Купец. Так я их и воспринимаю — в соответствии с нашим уговором, хотя ты, по-видимому, держишься того мнения, что нет в Германии более гнусных и более вредных разбойников, чем мы.
Франц. Ничего подобного! Погоди немного, скоро я буду описывать других, и рядом с ними те, о которых мы только что говорили, вообще перестанут казаться разбойниками. Однако и то, что было сказано, никоим образом не относится ко всем купцам без исключения, словно бы я полагал, будто все они приносят Германии один только вред, — иные из них и полезны. Дурными же и опасными я называю тех{951} несметно богатых, которые, сговорившись между собой, установили и поддерживают монополию, и самые подлые из всех — это твои хозяева Фуггеры. Если бы вопрос решался голосованием, разве нашелся бы в Германии хоть один порядочный человек, даже из вашего сословия, который не потребовал бы немедленно, в первую очередь, изгнать их из Германии и сослать как можно дальше, за то что они наводнили наше отечество дрянью и пустяками, отправляя в чужие края золото без меры и счета и калеча нравы немцев? Разве это не называется разбоем, как по-твоему?
Купец. Нет, не называется, потому что здесь нет насилия.

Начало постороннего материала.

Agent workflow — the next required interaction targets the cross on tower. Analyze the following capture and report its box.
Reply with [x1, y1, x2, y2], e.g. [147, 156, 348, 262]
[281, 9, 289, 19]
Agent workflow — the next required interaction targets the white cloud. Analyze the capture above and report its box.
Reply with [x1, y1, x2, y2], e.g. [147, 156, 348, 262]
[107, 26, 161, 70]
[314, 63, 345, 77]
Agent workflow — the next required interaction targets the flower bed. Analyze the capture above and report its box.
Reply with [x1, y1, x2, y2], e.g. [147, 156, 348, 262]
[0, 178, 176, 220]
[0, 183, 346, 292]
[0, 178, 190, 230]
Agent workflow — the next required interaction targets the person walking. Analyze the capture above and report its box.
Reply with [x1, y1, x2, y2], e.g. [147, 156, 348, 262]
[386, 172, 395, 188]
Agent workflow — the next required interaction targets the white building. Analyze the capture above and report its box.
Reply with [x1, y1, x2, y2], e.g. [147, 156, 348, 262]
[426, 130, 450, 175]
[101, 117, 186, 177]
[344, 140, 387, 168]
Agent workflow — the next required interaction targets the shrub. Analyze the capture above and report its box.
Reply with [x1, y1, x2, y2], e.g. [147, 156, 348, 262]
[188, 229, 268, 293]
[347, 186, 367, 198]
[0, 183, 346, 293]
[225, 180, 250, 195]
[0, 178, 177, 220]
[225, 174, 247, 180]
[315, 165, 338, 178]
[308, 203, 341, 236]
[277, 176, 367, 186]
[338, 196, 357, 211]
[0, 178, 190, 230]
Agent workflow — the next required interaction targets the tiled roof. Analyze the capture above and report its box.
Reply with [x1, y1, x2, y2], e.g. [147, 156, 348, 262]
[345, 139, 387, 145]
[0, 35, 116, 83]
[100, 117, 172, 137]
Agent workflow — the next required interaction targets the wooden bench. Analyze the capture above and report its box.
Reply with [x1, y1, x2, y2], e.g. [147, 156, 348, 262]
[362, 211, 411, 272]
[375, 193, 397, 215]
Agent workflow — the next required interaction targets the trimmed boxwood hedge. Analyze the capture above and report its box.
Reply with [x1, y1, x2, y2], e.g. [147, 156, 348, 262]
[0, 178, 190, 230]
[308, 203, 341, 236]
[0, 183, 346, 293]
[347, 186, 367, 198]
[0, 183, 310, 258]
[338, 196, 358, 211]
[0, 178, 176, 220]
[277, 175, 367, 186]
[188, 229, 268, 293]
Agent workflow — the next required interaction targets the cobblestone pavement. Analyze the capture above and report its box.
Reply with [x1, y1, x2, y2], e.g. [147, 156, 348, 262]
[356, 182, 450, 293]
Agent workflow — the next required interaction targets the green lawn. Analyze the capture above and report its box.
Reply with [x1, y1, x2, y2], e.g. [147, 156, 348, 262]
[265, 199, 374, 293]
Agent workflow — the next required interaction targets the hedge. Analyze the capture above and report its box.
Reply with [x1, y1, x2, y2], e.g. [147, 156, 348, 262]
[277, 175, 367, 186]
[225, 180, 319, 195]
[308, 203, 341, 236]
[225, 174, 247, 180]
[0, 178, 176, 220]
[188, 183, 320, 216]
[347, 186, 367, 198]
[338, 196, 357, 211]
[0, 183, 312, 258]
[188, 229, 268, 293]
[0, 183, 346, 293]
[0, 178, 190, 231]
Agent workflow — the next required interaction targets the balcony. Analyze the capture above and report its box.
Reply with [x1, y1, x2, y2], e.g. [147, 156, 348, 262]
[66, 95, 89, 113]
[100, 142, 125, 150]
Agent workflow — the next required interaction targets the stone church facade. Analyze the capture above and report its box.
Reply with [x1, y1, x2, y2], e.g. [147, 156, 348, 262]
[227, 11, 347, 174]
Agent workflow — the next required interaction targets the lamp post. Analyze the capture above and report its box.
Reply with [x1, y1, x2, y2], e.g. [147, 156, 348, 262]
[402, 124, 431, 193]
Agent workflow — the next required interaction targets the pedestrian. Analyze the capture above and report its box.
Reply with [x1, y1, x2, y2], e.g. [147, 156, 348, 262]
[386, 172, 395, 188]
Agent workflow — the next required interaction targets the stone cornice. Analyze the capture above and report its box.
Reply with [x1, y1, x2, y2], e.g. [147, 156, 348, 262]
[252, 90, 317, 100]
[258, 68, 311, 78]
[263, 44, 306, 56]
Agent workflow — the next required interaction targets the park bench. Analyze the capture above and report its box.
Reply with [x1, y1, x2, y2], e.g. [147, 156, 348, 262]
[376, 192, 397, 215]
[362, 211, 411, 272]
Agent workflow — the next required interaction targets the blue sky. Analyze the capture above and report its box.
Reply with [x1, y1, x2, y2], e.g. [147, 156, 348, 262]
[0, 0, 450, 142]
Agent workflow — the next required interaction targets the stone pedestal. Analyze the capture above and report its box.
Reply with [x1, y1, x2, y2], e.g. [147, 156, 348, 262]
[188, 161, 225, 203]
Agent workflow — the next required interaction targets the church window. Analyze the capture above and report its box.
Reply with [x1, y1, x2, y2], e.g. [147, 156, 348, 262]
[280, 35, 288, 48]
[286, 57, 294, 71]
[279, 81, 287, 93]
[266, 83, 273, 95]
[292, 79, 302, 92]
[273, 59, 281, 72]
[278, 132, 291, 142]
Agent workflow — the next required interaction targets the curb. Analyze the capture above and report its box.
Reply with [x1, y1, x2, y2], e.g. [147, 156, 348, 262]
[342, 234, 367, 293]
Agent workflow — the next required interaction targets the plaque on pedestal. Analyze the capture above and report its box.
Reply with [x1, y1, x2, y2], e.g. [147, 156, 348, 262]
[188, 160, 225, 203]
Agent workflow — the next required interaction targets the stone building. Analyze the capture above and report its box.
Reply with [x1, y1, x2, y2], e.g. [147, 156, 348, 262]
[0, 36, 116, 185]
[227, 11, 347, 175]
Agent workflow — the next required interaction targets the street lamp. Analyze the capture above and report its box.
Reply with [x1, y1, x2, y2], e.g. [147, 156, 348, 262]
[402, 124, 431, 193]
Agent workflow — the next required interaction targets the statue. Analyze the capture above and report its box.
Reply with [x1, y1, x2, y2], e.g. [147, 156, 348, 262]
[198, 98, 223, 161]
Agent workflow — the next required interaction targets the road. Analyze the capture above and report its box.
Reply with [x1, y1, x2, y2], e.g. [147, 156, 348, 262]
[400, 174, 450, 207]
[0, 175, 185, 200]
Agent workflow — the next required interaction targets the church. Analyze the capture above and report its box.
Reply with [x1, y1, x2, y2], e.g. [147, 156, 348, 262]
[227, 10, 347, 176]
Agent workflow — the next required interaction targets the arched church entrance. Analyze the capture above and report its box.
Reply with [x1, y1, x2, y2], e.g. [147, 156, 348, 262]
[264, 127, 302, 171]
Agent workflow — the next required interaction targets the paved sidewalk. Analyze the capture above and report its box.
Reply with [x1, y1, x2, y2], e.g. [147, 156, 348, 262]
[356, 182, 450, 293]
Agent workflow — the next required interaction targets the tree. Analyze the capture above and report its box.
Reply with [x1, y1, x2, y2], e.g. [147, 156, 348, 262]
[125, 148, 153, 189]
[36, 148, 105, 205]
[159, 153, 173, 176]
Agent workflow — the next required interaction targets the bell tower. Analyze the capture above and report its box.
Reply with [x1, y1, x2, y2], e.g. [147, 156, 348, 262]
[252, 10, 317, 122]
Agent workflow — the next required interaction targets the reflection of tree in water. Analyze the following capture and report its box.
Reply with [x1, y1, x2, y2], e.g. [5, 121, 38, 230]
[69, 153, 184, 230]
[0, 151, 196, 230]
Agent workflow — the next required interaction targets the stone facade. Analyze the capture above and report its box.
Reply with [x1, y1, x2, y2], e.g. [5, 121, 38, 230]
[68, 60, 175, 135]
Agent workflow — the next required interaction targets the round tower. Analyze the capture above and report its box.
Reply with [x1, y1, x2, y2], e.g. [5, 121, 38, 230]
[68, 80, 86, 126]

Франц. Нет насилия? Но зато есть грабеж, несправедливый и противозаконный! Ну да, разве обманывать и плутовать не значит нарушать справедливость, и к тому же — самым гнусным образом?! Какая разница, силою ты у меня отнимешь мое добро или так сплутуешь, что я сам уступлю его тебе? Если ты захочешь утверждать, что грабежа без насилия не бывает, я не смогу доказать тебе, что в Германии есть другие разбойники, кроме тех жалких грабителей, от которых и вреда-то почти никакого.
Купец. Нет, этого утверждать я не стану… Но подобных обвинений против купцов я еще никогда не слыхал.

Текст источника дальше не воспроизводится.